Cuando, a finales de febrero, el coronavirus arrojaba muy lentamente noticias sobre sus entonces escasos afectados, hubo un nombre propio con el que poner rostro a la enfermedad. Luis Sepúlveda (Ovalle, Chile, 1949) dio positivo en covid-19 tras haberse contagiado, al parecer, en el festival literario Correntes d’Escritas, celebrado en Póvoa de Varzim, en Portugal. Y pese a que en determinados momentos la recuperación parecía un hecho, el popular autor de Un viejo que leía novelas de amor (1989) acabó perdiendo la batalla y falleció ayer a los 70 años en el Hospital Universitario Central de Asturias, en Oviedo, ciudad donde residía desde 1997.

No es la primera vez que este escritor nómada se enfrentaba a una grave enfermedad. En una de sus estancias más prolongadas de su largo exilio, cuando residía en Alemania, sufrió una tuberculosis ósea. Entonces su internamiento le sirvió para escribir Nombre de torero.

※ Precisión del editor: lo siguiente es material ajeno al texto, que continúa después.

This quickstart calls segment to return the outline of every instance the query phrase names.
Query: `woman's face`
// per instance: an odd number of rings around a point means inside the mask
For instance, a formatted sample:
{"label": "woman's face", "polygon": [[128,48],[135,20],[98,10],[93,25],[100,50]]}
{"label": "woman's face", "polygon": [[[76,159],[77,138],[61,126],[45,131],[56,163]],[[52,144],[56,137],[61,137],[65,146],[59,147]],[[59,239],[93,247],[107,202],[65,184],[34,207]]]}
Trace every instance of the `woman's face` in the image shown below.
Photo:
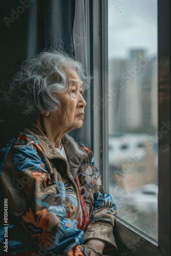
{"label": "woman's face", "polygon": [[59,130],[66,130],[66,132],[81,127],[86,105],[82,97],[82,83],[78,74],[74,70],[70,70],[67,74],[68,91],[57,94],[61,108],[51,112],[49,116],[57,127],[59,126]]}

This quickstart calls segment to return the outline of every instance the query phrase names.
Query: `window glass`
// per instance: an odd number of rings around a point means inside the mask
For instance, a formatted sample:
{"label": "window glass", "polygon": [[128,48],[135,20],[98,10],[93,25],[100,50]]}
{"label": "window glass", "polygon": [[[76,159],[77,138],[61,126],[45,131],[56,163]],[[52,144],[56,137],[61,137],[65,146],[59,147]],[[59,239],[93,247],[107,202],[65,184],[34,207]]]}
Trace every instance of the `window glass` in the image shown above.
{"label": "window glass", "polygon": [[109,0],[110,193],[158,240],[157,1]]}

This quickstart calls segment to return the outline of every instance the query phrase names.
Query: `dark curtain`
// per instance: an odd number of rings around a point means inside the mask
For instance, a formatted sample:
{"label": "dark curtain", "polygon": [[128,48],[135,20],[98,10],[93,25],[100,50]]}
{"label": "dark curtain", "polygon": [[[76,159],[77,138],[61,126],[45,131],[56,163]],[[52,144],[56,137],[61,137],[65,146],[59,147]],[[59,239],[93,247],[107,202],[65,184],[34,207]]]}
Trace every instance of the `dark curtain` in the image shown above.
{"label": "dark curtain", "polygon": [[[75,1],[10,1],[1,5],[1,16],[4,21],[1,34],[1,67],[4,68],[1,75],[2,98],[4,88],[8,91],[9,81],[25,58],[56,46],[74,55],[72,32]],[[1,146],[4,140],[21,131],[31,119],[17,115],[15,108],[9,110],[0,102]],[[79,129],[70,133],[76,140],[80,134]]]}

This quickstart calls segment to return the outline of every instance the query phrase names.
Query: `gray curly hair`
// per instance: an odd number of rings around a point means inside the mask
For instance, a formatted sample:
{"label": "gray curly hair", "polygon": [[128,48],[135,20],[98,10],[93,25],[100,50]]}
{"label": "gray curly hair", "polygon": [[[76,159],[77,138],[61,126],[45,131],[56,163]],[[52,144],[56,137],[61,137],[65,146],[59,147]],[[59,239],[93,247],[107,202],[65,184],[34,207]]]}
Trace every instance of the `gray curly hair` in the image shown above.
{"label": "gray curly hair", "polygon": [[79,61],[61,51],[44,51],[22,62],[10,83],[6,100],[10,103],[11,97],[14,97],[22,114],[57,110],[60,102],[55,93],[67,91],[67,73],[70,69],[78,74],[83,89],[88,89],[90,77]]}

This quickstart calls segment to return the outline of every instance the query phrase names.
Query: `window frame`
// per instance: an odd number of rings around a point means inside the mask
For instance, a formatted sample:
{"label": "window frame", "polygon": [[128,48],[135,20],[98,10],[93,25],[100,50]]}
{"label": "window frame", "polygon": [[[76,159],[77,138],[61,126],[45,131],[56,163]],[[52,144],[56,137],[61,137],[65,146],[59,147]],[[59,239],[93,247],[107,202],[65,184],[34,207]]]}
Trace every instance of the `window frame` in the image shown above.
{"label": "window frame", "polygon": [[[108,102],[104,105],[104,99],[108,94],[108,0],[90,0],[92,27],[91,49],[91,70],[94,78],[93,81],[93,96],[92,103],[100,104],[99,111],[97,114],[93,113],[93,150],[96,162],[102,173],[103,185],[108,191],[109,174],[108,160]],[[169,22],[170,4],[169,0],[158,1],[158,59],[167,56],[170,59]],[[92,16],[93,15],[93,16]],[[167,26],[166,26],[167,24]],[[163,38],[164,39],[163,39]],[[164,51],[163,50],[164,50]],[[164,54],[163,53],[164,52]],[[101,65],[99,62],[101,61]],[[159,69],[159,66],[158,67]],[[170,73],[170,67],[168,67]],[[99,86],[97,86],[99,84]],[[98,98],[98,99],[97,99]],[[99,100],[101,102],[99,103]],[[102,107],[101,106],[103,106]],[[169,111],[169,110],[168,110]],[[170,117],[170,113],[169,113]],[[169,137],[170,138],[170,136]],[[160,146],[160,141],[159,141]],[[169,155],[170,155],[170,139],[169,141]],[[115,255],[127,256],[144,256],[149,255],[165,255],[171,253],[170,245],[170,186],[164,186],[166,181],[170,181],[170,161],[167,163],[167,176],[162,175],[161,157],[159,154],[159,195],[158,195],[158,243],[147,236],[126,223],[119,217],[115,222],[114,233],[119,243],[118,251]],[[170,183],[170,182],[169,181]],[[164,209],[164,210],[163,210]],[[143,243],[138,242],[140,239]],[[134,242],[133,242],[134,241]],[[137,242],[136,242],[137,241]],[[131,243],[134,246],[133,250],[129,249]],[[135,244],[134,244],[134,243]],[[133,251],[134,250],[134,251]]]}

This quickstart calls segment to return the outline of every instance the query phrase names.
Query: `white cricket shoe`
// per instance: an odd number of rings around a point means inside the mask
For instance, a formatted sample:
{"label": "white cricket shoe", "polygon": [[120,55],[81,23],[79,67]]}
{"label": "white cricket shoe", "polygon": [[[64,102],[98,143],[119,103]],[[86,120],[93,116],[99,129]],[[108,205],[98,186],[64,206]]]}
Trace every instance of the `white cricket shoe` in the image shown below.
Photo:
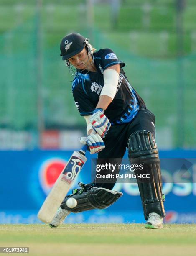
{"label": "white cricket shoe", "polygon": [[146,228],[163,228],[163,218],[155,212],[150,212],[145,224]]}
{"label": "white cricket shoe", "polygon": [[56,228],[64,222],[65,218],[68,216],[70,212],[67,211],[67,210],[62,209],[59,207],[53,220],[49,225],[51,228]]}

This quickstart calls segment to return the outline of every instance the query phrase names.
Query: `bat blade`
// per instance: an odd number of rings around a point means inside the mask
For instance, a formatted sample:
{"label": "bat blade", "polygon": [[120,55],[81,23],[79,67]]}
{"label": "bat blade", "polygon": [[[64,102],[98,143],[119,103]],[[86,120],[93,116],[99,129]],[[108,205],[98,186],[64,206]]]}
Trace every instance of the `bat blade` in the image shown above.
{"label": "bat blade", "polygon": [[39,219],[50,223],[87,160],[81,152],[74,151],[56,180],[38,212]]}

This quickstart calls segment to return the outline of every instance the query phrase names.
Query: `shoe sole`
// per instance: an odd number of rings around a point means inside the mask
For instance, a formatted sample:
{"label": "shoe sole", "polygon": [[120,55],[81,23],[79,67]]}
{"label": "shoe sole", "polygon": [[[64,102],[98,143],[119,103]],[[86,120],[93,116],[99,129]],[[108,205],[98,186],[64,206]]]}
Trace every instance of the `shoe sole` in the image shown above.
{"label": "shoe sole", "polygon": [[158,226],[153,226],[152,225],[150,225],[150,224],[145,224],[145,227],[146,228],[151,228],[151,229],[157,229],[157,228],[159,228],[159,229],[160,229],[160,228],[163,228],[163,226],[160,226],[160,227],[158,227]]}
{"label": "shoe sole", "polygon": [[51,223],[49,223],[49,224],[48,224],[48,225],[49,225],[50,226],[50,227],[51,228],[57,228],[57,227],[58,227],[58,226],[54,226],[54,225],[53,225],[52,224],[51,224]]}

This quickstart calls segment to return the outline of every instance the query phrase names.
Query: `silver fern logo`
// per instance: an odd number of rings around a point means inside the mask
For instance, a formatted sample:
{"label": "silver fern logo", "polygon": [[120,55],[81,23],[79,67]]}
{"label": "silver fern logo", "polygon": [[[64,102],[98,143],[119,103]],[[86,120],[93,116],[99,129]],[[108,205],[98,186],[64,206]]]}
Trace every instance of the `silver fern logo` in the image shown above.
{"label": "silver fern logo", "polygon": [[69,44],[68,43],[68,40],[66,40],[66,41],[65,41],[65,44],[66,45],[65,46],[65,49],[66,50],[66,52],[67,52],[67,50],[69,50],[70,48],[71,45],[73,43],[73,42],[71,42],[71,43],[69,43]]}

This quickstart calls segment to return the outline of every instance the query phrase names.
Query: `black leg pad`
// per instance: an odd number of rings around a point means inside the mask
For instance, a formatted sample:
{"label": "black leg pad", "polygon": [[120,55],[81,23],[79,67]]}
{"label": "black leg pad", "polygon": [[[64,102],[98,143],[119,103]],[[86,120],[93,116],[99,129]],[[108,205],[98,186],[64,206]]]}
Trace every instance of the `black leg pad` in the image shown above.
{"label": "black leg pad", "polygon": [[[143,164],[142,173],[149,174],[150,177],[149,181],[137,179],[145,219],[148,219],[150,212],[156,212],[164,218],[165,213],[162,192],[160,160],[153,135],[144,130],[133,133],[129,139],[128,148],[131,163]],[[138,175],[141,174],[139,172],[135,171]]]}

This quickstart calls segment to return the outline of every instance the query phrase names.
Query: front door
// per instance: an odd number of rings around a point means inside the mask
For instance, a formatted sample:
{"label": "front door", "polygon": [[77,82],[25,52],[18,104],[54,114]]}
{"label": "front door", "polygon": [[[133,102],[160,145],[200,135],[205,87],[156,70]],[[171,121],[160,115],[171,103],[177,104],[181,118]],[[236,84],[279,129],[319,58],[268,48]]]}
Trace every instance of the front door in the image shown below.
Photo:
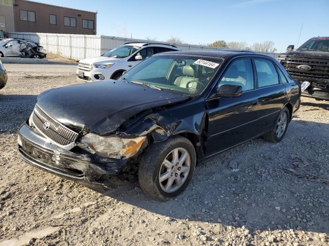
{"label": "front door", "polygon": [[252,138],[258,133],[259,94],[254,90],[251,59],[239,58],[231,61],[217,86],[223,85],[241,86],[242,95],[206,101],[209,119],[207,157]]}

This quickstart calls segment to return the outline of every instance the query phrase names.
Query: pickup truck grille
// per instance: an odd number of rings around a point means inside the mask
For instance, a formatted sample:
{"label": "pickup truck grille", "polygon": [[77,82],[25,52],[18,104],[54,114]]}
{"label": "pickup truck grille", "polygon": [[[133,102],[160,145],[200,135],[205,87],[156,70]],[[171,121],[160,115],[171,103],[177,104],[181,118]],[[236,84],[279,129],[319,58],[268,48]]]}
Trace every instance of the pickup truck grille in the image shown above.
{"label": "pickup truck grille", "polygon": [[81,70],[90,71],[93,69],[93,65],[87,63],[79,63],[78,68]]}
{"label": "pickup truck grille", "polygon": [[[294,78],[301,80],[312,79],[313,81],[323,81],[329,79],[329,60],[318,59],[287,57],[282,61],[282,65]],[[299,69],[299,65],[311,67],[309,71]]]}
{"label": "pickup truck grille", "polygon": [[38,105],[35,105],[32,118],[38,130],[60,146],[71,145],[77,140],[78,133],[51,118]]}

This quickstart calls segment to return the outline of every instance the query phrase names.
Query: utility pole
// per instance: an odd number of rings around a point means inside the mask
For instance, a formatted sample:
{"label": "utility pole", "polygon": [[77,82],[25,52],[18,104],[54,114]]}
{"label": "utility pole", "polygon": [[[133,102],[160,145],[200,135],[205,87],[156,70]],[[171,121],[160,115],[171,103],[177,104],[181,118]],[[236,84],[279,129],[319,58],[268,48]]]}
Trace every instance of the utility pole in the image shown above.
{"label": "utility pole", "polygon": [[302,29],[303,29],[303,25],[304,25],[304,23],[302,24],[302,27],[301,27],[300,28],[300,32],[299,33],[299,37],[298,37],[298,42],[297,43],[297,48],[298,48],[299,46],[298,45],[299,45],[299,39],[300,38],[300,34],[302,33]]}

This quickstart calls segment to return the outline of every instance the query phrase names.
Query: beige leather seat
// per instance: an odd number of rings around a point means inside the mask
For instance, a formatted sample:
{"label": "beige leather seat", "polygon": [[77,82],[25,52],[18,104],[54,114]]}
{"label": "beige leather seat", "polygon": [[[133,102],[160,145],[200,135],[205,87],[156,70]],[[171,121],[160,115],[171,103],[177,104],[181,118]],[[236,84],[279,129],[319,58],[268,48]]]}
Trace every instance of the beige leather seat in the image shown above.
{"label": "beige leather seat", "polygon": [[[174,82],[174,84],[178,87],[187,88],[187,85],[190,81],[198,81],[199,79],[194,77],[195,72],[193,68],[190,65],[185,65],[183,67],[183,74],[184,76],[180,76],[177,77]],[[189,88],[196,89],[198,83],[191,82],[189,84]]]}

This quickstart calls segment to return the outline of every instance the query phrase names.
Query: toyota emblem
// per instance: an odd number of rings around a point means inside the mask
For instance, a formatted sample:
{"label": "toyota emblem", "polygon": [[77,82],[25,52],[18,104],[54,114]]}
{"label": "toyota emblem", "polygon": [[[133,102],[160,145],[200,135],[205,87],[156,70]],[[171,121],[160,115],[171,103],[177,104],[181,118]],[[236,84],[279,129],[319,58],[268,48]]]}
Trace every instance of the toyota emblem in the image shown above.
{"label": "toyota emblem", "polygon": [[300,65],[298,65],[297,66],[297,68],[300,70],[309,71],[312,69],[312,67],[310,66],[304,65],[304,64],[302,64]]}
{"label": "toyota emblem", "polygon": [[49,129],[50,127],[50,124],[48,121],[45,122],[43,124],[43,128],[45,130]]}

Seis años antes la historia del anciano solitario que vive en una tribu indígena amazónica y logra abstraerse de su entorno hostil se tradujo a 60 idiomas y vendió 16 millones de libros.

La errancia del autor fue consustancial desde el minuto cero, ya que su nacimiento se produjo en plena busca y captura de sus padres, que huyeron de casa. La madre, una india mapuche, era menor de edad y el novio fue acusado de rapto por el padre de ella, que se oponía al romance. Sepúlveda, que creció en Santiago de Chile cuando las aguas volvieron a su cauce, se dejó arrastrar por las dos pasiones que marcarían su vida, la literatura vinculada a la aventura -la descubrió gracias a las novelas de Francisco Coloane, una especie de Jack London chileno- y el compromiso político. Así que a los 15 años se integró en las Juventudes Comunistas y a los 16 hizo autoestop para alcanzar la Patagonia.

CON ALLENDE / Vivió la efervescencia revolucionaria del Gobierno de Salvador Allende de primera mano como miembro de la guardia presidencial e interventor de una fábrica nacionalizada por el Estado. «Fueron los años más felices de mi vida», declararía. El golpe de Pinochet en 1977 le llevó a la cárcel, donde sufrió torturas (y muy posiblemente incubaría la tuberculosis que se le desarrollaría años más tarde) y de la que pudo salir, gracias a la intervención de la ONU, para convertirse en un apátrida, «un ciudadano de segunda», como él solía decir, condición de la que solo le salvaría la literatura.

Empezó entonces un largo periplo latinoamericano desde Buenos Aires a la selva ecuatoriana. Fue allí donde conoció a la comunidad shuar que le inspiraría su gran éxito. Siguiendo con sus afanes sociales participó en la Revolución Sandinista y tras el derrocamiento de Somoza en 1979 continuó su exilio en Alemania.

Aunque ya había empezado a escribir mucho antes, fue en esa etapa, instalado en Hamburgo, cuando se consolidó su carrera como escritor y también como activista de la causa medioambiental. Él, que de joven había trabajado en un barco ballenero, se convirtió en un luchador contra la caza de los cetáceos para Greenpeace.

Y es que la naturaleza siempre ha tenido un lugar fundamental en su obra, con trabajos como Mundo del fin del mundo, Patagonia Express, Desencuentros, Diario de un killer sentimental o Historia de un perro llamado Leal.

Desde Oviedo, donde vivía con su esposa la poeta Carmen Yáñez, con quien se casó dos veces, Sepúlveda siguió con pasión las protestas sociales en su país y en un artículo llamó al presidente Sebastian Piñera «fantoche inepto».